Performers/Speakers:
John T. La Barbera is an award-winning composer, concert guitarist, multi-instrumentalist, educator and author. His extraordinary role in the transmission and translation of Italian oral traditions has won him recognition as one of the first transcribers of Southern Italian folk music in America by The Italian Oral History Institute in 2005, and in 2016 he was the recipient of the John and Mary Esposito Visiting Faculty Fellowship Award in Italian American Culture and Historyfrom UMass Dartmouth. He has authored two of the first and foremost books published in the United States on the Italian mandolin, and has been a guest lecturer on Italian traditional music at Boston University, UMass Dartmouth, UCLA, NYU and Columbia University.

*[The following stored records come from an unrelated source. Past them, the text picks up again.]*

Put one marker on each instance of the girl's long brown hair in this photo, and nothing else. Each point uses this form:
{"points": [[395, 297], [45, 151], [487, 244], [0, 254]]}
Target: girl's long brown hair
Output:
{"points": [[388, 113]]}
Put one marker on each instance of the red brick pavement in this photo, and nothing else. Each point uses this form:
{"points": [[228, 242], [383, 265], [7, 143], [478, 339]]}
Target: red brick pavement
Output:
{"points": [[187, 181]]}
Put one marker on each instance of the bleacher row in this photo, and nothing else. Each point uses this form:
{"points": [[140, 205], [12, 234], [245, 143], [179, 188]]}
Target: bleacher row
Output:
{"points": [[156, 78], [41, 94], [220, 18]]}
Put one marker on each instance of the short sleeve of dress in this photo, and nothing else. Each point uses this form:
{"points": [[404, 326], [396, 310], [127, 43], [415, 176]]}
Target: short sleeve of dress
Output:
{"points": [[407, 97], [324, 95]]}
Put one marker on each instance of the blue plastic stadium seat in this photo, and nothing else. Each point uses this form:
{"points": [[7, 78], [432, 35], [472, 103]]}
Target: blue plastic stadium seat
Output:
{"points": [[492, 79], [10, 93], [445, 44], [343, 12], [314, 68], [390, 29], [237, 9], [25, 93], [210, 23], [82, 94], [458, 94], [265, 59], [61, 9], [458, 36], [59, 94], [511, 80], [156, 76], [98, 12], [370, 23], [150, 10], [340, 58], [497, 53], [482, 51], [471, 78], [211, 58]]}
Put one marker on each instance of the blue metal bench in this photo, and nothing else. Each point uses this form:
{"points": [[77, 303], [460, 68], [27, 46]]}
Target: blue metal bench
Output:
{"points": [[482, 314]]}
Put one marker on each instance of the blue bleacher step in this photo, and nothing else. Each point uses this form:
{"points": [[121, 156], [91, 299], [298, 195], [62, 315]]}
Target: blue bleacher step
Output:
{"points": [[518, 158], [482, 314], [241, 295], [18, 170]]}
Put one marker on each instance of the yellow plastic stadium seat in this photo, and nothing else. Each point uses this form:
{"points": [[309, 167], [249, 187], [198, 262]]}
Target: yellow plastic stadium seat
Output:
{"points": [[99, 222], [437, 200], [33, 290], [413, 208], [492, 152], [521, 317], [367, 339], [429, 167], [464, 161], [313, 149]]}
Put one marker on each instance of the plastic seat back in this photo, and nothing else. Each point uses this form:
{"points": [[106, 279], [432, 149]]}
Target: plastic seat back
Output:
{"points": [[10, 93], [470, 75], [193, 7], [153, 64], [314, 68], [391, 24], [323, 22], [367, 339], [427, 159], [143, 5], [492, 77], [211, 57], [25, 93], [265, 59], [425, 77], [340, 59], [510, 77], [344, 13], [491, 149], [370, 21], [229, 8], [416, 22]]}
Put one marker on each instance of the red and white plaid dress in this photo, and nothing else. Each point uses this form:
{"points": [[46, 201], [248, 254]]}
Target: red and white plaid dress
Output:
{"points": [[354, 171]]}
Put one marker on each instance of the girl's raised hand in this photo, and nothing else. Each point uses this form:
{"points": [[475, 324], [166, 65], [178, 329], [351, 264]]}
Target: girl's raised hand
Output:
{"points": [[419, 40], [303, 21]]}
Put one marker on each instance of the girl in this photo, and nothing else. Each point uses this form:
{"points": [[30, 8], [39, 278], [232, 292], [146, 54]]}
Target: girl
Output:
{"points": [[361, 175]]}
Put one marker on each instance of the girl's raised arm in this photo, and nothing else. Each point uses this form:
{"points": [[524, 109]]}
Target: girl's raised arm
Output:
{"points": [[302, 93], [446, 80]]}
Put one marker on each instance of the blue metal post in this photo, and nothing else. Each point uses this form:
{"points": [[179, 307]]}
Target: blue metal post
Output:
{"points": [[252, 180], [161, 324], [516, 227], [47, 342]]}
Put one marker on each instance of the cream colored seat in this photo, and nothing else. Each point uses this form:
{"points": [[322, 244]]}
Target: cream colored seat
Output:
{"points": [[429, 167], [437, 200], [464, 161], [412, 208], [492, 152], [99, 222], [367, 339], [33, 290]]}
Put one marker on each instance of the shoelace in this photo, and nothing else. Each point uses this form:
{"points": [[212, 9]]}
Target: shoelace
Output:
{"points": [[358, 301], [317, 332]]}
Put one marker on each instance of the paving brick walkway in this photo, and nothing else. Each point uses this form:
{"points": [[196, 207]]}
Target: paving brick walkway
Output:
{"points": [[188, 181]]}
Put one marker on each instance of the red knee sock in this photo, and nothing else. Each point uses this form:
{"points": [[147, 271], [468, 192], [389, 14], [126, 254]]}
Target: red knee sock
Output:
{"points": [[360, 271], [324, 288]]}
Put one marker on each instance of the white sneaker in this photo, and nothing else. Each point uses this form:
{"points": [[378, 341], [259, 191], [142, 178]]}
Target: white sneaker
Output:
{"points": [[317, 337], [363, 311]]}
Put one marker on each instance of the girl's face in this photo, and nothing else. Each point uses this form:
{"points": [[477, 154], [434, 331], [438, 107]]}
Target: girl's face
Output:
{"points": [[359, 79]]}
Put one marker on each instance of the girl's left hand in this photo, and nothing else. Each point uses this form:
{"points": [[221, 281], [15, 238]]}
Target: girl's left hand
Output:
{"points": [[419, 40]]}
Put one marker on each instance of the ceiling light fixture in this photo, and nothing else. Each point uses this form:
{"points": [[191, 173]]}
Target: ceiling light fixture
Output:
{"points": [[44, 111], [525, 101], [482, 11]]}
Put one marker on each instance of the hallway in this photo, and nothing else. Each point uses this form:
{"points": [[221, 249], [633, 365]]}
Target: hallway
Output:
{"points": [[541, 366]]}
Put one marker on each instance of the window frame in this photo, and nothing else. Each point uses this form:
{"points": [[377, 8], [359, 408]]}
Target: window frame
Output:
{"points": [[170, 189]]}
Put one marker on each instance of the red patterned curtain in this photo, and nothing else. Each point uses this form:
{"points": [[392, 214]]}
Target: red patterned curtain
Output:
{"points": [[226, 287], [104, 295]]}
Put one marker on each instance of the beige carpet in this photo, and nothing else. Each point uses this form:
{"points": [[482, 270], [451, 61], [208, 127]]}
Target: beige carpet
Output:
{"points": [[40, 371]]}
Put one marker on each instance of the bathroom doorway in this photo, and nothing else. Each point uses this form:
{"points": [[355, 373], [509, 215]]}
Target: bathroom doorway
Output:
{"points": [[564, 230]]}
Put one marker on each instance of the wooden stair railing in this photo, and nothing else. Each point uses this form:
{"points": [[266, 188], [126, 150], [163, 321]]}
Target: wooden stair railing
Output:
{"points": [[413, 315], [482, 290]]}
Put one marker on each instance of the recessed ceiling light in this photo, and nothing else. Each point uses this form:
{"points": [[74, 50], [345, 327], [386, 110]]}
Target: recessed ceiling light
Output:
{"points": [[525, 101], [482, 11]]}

August Watters is a multi-stylistic, improvising mandolinist, composer/arranger, conductor and teacher who is deeply involved in today’s revival of this elegant instrument, and has made significant contributions to the recovery and advancement of its traditions. His work as an interpreter, improviser, composer and arranger bridges contemporary classical music, jazz, folk music traditions, bluegrass, and the historical concert mandolin repertoire. August was a professor at Boston’s Berklee College of Music for 18 years, where he taught ear training and his bluegrass/jazz “Acoustic String Project” ensemble (2000-2015), as well as String Department labs and private mandolin lessons. As a clinician he has lectured and performed widely in Europe and the USA on the American mandolin and its roots in Italian folk and classical concert music traditions. He is the founder of the New England Mandolin Ensemble and the Festival of Mandolin Chamber Music, and is also an Emmy-award winning arranger, currently focused on music for mandolin ensembles.
IDEA Boston is an Italian-inspired festival celebrating authors, books and culture, and organized by independent bookstore I AM Books, situated in Boston's North End neighborhood.